Community conversations 2022 cycle
The 2022 Feminist Helplines’ Community Conversations cycle was a series of five online encounters organised to share experiences and ideas on specific issues feminist helplines had identified as relevant to their work. The sessions, in which facilitation was rotated among members of the feminist helplines community, focused on feminist accompaniment, collaboration strategies with social media platforms, ticketing systems to document the cases, caring strategies for the helplines’ teams, and the development of technical documentation.
The cycle started in March with a dialogue on what feminist accompaniment meant. Participants shared their tips about building safe spaces for listening, accompanying without judgement and defusing blame. Also, some drew attention to how they recognised themselves as recipients of multiple forms of violence and the need to prioritise their holistic self-care.
The second session, held in May, explored the relationship between feminist helplines and commercial social media platforms in cases of gender-based violence online. Participants shared their expectations on building partnerships with tech companies, after which they learnt the ins and outs of a collaboration of such a kind from Luchadoras.
In July, the third Community Conversation discussed the best ticketing systems options for feminist helplines. Maria d’Ajuda and Fembloc shared their experiences with Zammad and CDR Link. DDP’s Tech Officer also provided an outline comparing the most popular systems among helpdesks supporting civil society (Zammad, CDR Link, Request Tracker, Freescout, TRAC, GLPI, First, GBVIMS, Discourse, Nextcloud, and Gitlab’s issues board).
Navegando Libres facilitated the fourth Community Conversation in September. The session was dedicated to discussing caring strategies for the helplines’ case handlers, considering mental and physical health, digital security, infrastructure, protocols, and process assessment. Navegando Libres shared their experience and described how they’ve managed to put care at the centre in their helpline.
The fifth Community Conversation took place in December to discuss the challenges in developing and maintaining technical documentation. In this final session, CypherSex shared the principles, strategies and tools for developing documentation; FemBloc presented how they put into practice those strategies, and AwasKGBO explained the challenges in accessibility to make information available for all.
All Community Conversations were conducted with simultaneous translation from English to Spanish and vice versa, enabling the participants to engage in a language they felt confortable.
The Feminist Helplines community will meet at the beginning of 2023 to assess activities developed in 2022 and collectively decide the focus of the activities for this year. DDP looks forward to facilitating capacity-building initiatives around forensics of devices, spyware identification, proof of GBVO to be used in legal cases, and supporting the organisation of a global meeting of feminist helplines.

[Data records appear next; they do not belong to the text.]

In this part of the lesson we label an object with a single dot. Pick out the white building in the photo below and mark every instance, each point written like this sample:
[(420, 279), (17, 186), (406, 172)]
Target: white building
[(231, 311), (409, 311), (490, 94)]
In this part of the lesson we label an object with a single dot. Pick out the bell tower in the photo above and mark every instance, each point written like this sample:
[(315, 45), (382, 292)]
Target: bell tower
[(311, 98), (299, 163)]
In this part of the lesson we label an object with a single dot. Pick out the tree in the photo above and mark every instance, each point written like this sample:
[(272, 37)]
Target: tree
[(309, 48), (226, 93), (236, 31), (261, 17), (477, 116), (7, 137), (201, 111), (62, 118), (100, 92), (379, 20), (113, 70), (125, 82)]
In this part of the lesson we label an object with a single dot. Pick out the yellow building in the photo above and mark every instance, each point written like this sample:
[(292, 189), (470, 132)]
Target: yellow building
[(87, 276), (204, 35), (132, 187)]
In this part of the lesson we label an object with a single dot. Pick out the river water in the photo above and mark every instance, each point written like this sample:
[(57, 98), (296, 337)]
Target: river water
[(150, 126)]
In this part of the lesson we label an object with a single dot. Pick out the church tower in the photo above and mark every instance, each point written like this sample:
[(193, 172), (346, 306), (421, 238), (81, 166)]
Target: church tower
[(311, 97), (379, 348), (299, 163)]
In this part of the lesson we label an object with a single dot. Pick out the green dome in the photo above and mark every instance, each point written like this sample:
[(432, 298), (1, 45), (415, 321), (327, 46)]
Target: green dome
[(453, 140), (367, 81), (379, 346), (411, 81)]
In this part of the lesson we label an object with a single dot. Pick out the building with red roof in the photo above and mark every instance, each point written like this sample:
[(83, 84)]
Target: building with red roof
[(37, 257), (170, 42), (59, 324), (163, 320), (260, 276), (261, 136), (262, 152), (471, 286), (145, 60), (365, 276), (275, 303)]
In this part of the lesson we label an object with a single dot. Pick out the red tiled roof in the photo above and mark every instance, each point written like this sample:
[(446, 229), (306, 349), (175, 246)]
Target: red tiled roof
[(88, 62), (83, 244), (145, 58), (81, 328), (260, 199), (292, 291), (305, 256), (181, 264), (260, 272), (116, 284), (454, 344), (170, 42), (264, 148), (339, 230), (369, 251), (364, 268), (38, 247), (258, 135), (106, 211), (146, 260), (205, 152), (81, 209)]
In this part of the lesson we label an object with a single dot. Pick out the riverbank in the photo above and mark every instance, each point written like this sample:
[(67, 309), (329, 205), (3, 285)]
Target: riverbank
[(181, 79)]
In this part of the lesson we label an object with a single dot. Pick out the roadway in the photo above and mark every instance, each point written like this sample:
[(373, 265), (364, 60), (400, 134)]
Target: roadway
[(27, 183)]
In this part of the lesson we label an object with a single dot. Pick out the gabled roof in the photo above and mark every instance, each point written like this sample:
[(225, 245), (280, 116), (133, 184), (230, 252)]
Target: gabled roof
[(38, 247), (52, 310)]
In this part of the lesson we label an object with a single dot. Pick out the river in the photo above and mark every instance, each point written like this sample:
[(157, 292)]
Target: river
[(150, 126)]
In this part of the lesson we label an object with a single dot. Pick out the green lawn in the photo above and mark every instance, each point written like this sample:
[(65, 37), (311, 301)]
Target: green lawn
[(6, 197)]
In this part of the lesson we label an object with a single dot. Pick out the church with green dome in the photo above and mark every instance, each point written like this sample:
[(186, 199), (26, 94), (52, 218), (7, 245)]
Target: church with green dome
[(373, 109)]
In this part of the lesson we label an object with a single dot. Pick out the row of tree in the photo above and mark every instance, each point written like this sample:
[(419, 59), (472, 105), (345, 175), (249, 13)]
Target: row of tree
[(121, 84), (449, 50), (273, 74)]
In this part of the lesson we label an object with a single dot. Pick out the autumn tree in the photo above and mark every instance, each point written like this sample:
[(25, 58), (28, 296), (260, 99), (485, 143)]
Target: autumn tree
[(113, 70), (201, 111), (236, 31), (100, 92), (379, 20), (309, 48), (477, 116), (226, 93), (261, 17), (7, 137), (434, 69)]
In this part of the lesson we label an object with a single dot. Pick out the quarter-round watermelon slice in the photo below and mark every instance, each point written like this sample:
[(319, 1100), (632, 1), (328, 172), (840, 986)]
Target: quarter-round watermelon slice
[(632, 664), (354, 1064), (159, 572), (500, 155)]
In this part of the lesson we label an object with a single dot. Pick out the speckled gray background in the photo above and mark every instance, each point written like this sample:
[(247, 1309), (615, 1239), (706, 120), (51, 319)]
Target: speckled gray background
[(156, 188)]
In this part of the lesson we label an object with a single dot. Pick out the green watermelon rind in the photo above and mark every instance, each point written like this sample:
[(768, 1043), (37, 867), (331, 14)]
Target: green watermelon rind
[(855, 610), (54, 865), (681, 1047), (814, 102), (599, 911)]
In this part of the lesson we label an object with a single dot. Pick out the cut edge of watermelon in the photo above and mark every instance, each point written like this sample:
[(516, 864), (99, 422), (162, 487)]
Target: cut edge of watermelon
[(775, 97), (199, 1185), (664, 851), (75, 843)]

Last but not least, complementary to these efforts, DDP and CiviCERT members launched Tech Care: A step-by-step guide to providing digital support for civil society to enable smaller organisations and grassroots groups to set up a team to respond to the digital safety needs of the people they work and fight with. The Tech Care guide provides a set of simple instructions to help you navigate the workflows and procedures of a feminist helpline or a digital security helpline for civil society. This guide is available in English and Spanish.